I want to say something about saving. I recognise that this is a difficult subject because we know that many people are not able to save and are struggling simply with the business of managing the costs of living. So in fear of being frowned upon by the grandmother, I think it is, of my noble friend Lord Balfe, I draw noble Lords’ attention to the Government’s Help to Save scheme, which offers a 50% bonus on up to £50 of monthly savings for a maximum possible bonus of £1,200 over four years to help people to build a savings buffer for a rainy day. I just wanted to touch on that.
Finally, and importantly, the theme was raised of the FCA and the matter of “having regard to”. The Government take a comprehensive and strategic approach to tackling financial exclusion, including working closely with the regulator, industry and the third sector. This was touched on by the noble Lord, Lord Bilimoria. A key mechanism to foster that collaboration is the Financial Inclusion Policy Forum, co-chaired by Treasury and DWP Ministers, launched in 2018 to provide leadership and develop solutions, including some that I have already highlighted. I know that some noble Lords are slightly sceptical about that; I have read the report and the comments made by the Liaison Committee, and I have read our own response. I know that the noble Baroness, Lady Tyler, and my noble friend Lord Holmes have called upon the Government to formalise collaboration on financial inclusion further by asking the Financial Conduct Authority to have regard to financial inclusion in the context of the future regulatory framework review. I want to give some reassurance that I know senior officials and Ministers in the Treasury are considering these suggestions carefully and will respond as soon as possible.
To conclude, clearly there is more to be done but, as today’s debate has demonstrated, a good of deal of work is already in train to tackle financial exclusion and to help those who are vulnerable or who face financial difficulties. I thank everyone who has contributed today. It has been a very informative and useful debate, and I have certainly learned a lot myself.

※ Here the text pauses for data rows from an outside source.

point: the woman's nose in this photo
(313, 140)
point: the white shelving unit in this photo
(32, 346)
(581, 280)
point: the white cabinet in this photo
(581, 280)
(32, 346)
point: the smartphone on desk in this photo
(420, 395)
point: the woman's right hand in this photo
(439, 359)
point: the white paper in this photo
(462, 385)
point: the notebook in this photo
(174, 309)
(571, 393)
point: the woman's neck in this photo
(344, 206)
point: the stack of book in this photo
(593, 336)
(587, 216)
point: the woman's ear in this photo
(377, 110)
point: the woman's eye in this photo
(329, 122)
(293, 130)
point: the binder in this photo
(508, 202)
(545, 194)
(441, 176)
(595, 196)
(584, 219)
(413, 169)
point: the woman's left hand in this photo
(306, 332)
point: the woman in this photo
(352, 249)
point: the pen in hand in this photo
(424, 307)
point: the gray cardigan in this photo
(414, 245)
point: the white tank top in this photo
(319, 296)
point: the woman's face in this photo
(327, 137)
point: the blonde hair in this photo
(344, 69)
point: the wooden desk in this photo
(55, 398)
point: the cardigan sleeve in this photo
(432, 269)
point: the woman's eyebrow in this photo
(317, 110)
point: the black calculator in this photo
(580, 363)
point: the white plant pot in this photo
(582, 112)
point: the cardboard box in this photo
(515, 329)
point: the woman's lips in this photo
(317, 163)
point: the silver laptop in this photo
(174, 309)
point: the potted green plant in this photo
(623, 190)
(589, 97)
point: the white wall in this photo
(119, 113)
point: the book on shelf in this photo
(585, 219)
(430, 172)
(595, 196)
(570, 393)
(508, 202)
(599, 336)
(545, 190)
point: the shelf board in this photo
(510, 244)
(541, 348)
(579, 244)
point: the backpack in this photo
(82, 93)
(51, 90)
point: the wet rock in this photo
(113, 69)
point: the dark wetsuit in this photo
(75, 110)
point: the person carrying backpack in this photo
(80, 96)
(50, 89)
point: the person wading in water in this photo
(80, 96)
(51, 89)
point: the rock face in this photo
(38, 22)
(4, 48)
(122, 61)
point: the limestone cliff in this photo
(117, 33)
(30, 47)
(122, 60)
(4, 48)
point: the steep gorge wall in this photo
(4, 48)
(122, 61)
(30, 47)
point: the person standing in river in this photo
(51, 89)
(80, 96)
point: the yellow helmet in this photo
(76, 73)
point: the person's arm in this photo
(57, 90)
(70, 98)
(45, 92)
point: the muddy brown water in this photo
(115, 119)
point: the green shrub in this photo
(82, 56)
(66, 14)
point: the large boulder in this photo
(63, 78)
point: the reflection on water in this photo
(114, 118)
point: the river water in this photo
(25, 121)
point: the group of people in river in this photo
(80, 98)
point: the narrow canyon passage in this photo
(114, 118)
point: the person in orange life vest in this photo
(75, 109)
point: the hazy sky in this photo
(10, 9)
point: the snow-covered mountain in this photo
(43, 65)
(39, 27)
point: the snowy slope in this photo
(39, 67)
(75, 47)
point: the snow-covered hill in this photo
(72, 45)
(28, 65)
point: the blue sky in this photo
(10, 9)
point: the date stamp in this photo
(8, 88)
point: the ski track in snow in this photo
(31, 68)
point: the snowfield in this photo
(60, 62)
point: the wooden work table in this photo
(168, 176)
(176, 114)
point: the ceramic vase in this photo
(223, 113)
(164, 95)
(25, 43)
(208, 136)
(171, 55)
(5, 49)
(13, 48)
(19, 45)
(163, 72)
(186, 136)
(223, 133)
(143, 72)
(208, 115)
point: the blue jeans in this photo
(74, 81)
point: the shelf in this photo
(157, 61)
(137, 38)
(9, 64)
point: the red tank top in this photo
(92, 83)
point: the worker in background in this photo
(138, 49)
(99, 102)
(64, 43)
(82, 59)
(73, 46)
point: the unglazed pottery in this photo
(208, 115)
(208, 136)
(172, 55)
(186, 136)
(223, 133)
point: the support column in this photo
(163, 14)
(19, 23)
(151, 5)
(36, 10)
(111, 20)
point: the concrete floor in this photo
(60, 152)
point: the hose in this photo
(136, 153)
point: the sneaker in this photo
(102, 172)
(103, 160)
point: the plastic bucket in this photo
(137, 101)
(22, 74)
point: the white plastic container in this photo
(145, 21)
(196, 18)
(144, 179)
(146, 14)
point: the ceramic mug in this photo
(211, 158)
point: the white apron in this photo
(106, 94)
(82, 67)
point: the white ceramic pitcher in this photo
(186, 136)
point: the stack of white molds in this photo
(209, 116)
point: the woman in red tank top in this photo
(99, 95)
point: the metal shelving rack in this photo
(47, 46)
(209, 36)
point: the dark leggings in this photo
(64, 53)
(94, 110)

My Lords, this has been an absolutely excellent debate. I thank all noble Lords who have contributed and the Minister for his response. I know that time is extremely tight so I will really say only two things.
First, I very much agree with the noble Lord, Lord Shinkwin, that the recommendations made in the original 2017 report, and reiterated in the Liaison Committee report, are even more important today than they were then given the context in which we are operating. Many noble Lords have given excellent ideas and suggestions, which I really hope will be pursued. I agreed with most things that most of them said—not quite all, but I do not have time to go into that. I totally take the point that the problem for many people at the moment is simply not having enough money, a point acknowledged in the Select Committee report.
Secondly, like other noble Lords, I very much hope that we see very soon from the Government a package of support, particularly on increases to benefit and state pensions to help people who are struggling so much at the moment. Perhaps the Minister could convey my request to the two designated Ministers for Financial Inclusion, John Glen and Guy Opperman, to consider meeting me and other former members of the Select Committee so that we can see what more can be done in this area.